A sistematização da assistência de enfermagem é um instrumento científico que proporciona ao enfermeiro o planejamento e a sistematização de suas ações. Como método no processo de trabalho do enfermeiro, acarreta maior visibilidade de suas ações.( 5 )

Sua utilização no cotidiano da enfermagem possibilita melhor planejamento da assistência e garante a responsabilidade junto ao cliente assistido. Permite diagnosticar as necessidades do cliente, fazer a prescrição adequada dos cuidados e pode nortear a tomada de decisões vivenciadas pelo enfermeiro enquanto líder da equipe de enfermagem, promovendo a autonomia da profissão.( 6 )

Assim, o cotidiano de atividades do enfermeiro é bastante diversificado e não são incomuns as queixas de sobrecarga de trabalho, requerendo a priorização de algumas atividades em detrimento de outras. Desse modo, o enfermeiro tende a privilegiar ou se afastar de atividades que não se mostrem a ele como relevantes. Dada a importância da sistematização no contexto atual do enfermeiro e considerando o amplo discurso da literatura sobre o tema e ainda nossos questionamentos pessoais, nossa inquietação se configurou na interrogação: como a realização da sistematização da assistência de enfermagem se mostra aos enfermeiros gerentes de unidades?

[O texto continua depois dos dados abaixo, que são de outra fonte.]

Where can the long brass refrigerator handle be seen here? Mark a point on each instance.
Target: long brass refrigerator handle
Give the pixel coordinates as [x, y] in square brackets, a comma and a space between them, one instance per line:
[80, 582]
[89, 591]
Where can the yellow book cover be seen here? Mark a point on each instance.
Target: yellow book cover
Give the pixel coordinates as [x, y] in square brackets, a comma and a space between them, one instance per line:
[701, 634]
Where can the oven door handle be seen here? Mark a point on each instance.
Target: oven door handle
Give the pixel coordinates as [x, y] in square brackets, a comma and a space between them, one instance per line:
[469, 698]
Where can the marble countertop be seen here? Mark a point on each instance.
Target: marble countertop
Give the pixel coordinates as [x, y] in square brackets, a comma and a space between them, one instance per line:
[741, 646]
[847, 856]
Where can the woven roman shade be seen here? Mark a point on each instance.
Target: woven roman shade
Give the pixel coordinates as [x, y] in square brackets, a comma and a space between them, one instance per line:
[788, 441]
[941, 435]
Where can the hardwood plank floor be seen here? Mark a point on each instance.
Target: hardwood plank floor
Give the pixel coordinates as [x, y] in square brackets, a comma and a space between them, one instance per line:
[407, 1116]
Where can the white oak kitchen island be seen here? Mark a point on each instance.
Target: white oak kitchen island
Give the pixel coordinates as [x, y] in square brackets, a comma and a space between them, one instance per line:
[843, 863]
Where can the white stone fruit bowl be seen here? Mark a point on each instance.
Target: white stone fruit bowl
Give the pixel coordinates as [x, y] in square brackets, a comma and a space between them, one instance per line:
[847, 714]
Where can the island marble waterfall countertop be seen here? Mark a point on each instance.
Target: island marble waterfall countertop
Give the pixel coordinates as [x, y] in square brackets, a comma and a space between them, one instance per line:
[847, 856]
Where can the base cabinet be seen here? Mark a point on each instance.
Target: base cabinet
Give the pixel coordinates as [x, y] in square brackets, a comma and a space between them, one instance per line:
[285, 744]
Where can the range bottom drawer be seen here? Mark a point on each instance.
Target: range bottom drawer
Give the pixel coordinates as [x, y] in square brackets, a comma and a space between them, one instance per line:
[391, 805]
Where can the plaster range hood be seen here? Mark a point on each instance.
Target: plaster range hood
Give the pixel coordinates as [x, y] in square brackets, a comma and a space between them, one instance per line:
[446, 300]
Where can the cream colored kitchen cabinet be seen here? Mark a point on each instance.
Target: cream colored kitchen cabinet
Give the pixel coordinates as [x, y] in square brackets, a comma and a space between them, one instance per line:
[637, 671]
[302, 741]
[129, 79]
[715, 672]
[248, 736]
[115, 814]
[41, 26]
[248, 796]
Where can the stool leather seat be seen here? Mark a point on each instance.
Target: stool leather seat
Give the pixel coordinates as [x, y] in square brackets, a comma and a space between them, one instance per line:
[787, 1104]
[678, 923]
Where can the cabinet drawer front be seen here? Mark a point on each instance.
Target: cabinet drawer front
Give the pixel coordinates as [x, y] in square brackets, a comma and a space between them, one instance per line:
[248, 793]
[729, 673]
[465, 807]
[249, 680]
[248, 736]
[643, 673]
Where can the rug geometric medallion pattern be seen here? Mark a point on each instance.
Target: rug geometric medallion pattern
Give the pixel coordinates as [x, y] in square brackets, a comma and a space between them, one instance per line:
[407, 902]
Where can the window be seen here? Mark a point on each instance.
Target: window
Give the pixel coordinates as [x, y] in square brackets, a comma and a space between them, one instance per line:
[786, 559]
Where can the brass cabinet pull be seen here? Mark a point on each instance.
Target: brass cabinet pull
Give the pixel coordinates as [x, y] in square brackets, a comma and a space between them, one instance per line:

O tema é relevante para a prática de enfermagem, visto que a perspectiva abordada possibilitará reflexões sobre o processo de trabalho gerencial em enfermagem. Esperamos contribuir para a avaliação do exercício profissional de enfermeiros gerentes, resgatar a importância da aplicação da SAE no gerenciamento do cuidado e subsidiar o processo educativo no desenvolvimento desta temática.

Portanto, o objetivo deste estudo foi compreender os significados que os enfermeiros gerentes de unidades atribuem à sistematização da assistência de enfermagem realizada em seu cotidiano de trabalho.

Métodos

Trata-se de uma pesquisa conduzida segundo o referencial da fenomenologia, considerada filosofia e um método de pesquisa. Um caminho para compreender a experiência de vida dos indivíduos e o significado que eles atribuem às suas experiências.( 7 )

Este estudo fundamenta-se no método do fenômeno situado cujas etapas são: descrição, redução e compreensão.( 8 , 9 )

A descrição contemplou três elementos: a percepção, a consciência e o sujeito. Em um primeiro momento buscamos ouvir os depoimentos dos sujeitos sobre como percebem a Sistematização em seu cotidiano de trabalho. No segundo, a redução fenomenológica selecionou quais fragmentos da descrição foram considerados essenciais. No terceiro, a compreensão fenomenológica revelou o significado do que é essencial na descrição e na redução, possibilitando compreender o fenômeno da sistematização da assistência de enfermagem no cotidiano de trabalho de enfermeiros gerentes. A partir desse significado, foi realizada a síntese das unidades significativas, possibilitando a construção de categorias temáticas.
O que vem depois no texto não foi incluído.